Less noted was the fact that the House leadership team was rounded out by Judiciary Committee Chairman Greg Delleney of Chester, Ways and Means Chairman Brian White of Anderson, Speaker Pro Tem Tommy Pope of York and House Republican Leader Gary Simrill of Rock Hill.
The geographical shift that culminated with Mr. Lucas’ ascension is unquestionable, and dramatic in a state whose population is moving so quickly in the opposite direction.
Granted, Rock Hill is more a Charlotte suburb than a small town, and Anderson is no Hartsville, though Mr. Sheheen insists that Mr. White was shaped by life in what was then small-town Anderson. And Reps. Delleney and White held their positions before Mr. Lucas became speaker in 2014. For that matter, it’s easy to focus on fiscal issues and forget that the House has hardly become a paragon of pragmatism. See, for example, those crazy gun bills it keeps passing.
But the geographical shift that culminated with Mr. Lucas’ ascension is unquestionable, and dramatic in a state whose population is moving so quickly in the opposite direction. And those fiscal matters on which the House is acting like the Senate used to act are the difference between a body that stands up and faces its obligations — either you raise taxes or else you make painful cuts — and, oh, Congress.
Now, about Mr. Sheheen, who suddenly seems to be the linchpen on every major issue at the State House. Bringing Democrats and Republicans together is nothing new for him; he started forming partnerships with Republican representatives even before he was sworn in as a freshman House member in 2000 and never slowed down. But more often than not those partnerships didn’t produce results.

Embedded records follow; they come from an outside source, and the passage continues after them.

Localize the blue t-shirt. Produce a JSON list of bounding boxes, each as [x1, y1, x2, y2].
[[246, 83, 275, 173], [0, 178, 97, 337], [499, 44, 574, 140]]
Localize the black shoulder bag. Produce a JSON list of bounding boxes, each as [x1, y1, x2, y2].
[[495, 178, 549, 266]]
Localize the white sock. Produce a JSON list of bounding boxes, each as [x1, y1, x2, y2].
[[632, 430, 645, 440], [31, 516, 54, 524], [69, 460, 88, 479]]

And there was a time there, after his back-to-back losses to Nikki Haley for governor, when he become extremely disillusioned; it was worrisome, as was the impression I got that he was becoming less of a pragmatic moderate and more of an angry partisan.
Sometime during that period, I’m told, an insider who recognized both his potential and his frustrations suggested that he consider the career of Mr. Leatherman: 31 years ago, Hugh Leatherman ran for the Democratic nomination for governor and got clobbered, finishing fourth in a four-man field with just 8.5 percent of the vote.

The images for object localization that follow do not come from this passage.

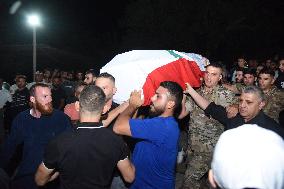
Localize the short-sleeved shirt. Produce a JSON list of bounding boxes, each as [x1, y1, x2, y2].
[[129, 116, 179, 189], [43, 122, 129, 189]]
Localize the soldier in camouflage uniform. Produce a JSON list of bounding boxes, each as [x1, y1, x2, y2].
[[222, 67, 246, 95], [182, 63, 236, 189], [258, 68, 284, 122]]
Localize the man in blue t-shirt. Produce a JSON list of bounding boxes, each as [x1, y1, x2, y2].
[[114, 81, 183, 189]]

By focusing on finding solutions instead of making problems, he could use his own small-town talents to become an indispensable negotiator.
But he didn’t go away. He stayed in the Senate. He became one of the conservative renegades challenging the old-guard Democratic leadership. And he worked his way up. And now a new breed of conservatives think of him as the devil incarnate, because the political pendulum has swung so far that he is no longer very far on the conservative side of center — if at all — and he holds tremendous power. Probably more than any other elected official in the state.

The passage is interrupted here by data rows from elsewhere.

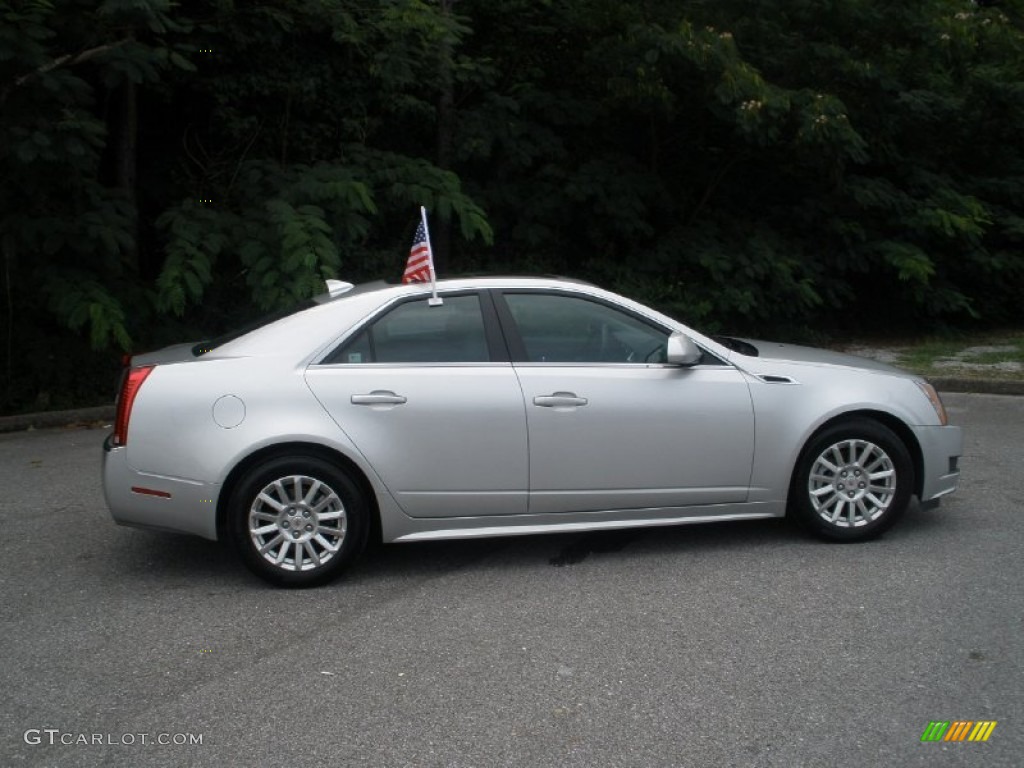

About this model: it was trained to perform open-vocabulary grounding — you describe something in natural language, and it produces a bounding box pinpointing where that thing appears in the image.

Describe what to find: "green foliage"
[0,0,192,380]
[43,270,132,350]
[154,151,491,316]
[2,0,1024,413]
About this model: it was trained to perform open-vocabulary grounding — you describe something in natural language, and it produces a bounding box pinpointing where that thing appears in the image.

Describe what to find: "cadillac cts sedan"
[103,277,963,586]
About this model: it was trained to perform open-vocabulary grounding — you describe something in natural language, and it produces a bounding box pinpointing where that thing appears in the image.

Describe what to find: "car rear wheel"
[790,419,914,542]
[229,455,368,587]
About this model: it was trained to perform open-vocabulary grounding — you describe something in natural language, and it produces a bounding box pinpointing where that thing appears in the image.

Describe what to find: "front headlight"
[915,380,948,426]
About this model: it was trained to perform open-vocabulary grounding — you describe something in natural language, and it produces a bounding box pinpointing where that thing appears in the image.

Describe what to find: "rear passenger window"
[330,295,490,363]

I doubt the same sort of transformation could occur for Mr. Sheheen, but at some point after that conversation, he clearly recognized that he didn’t have to be governor to be a force for good. If he would focus on finding solutions instead of making problems, he could use his own small-town talents to become an indispensable negotiator — a bridge not only between Democrats and Republicans but between the House and the Senate.
It could turn out that, with those same sorts of pragmatic grown-ups settling into power in the House, this was the year he slipped comfortably into that new role.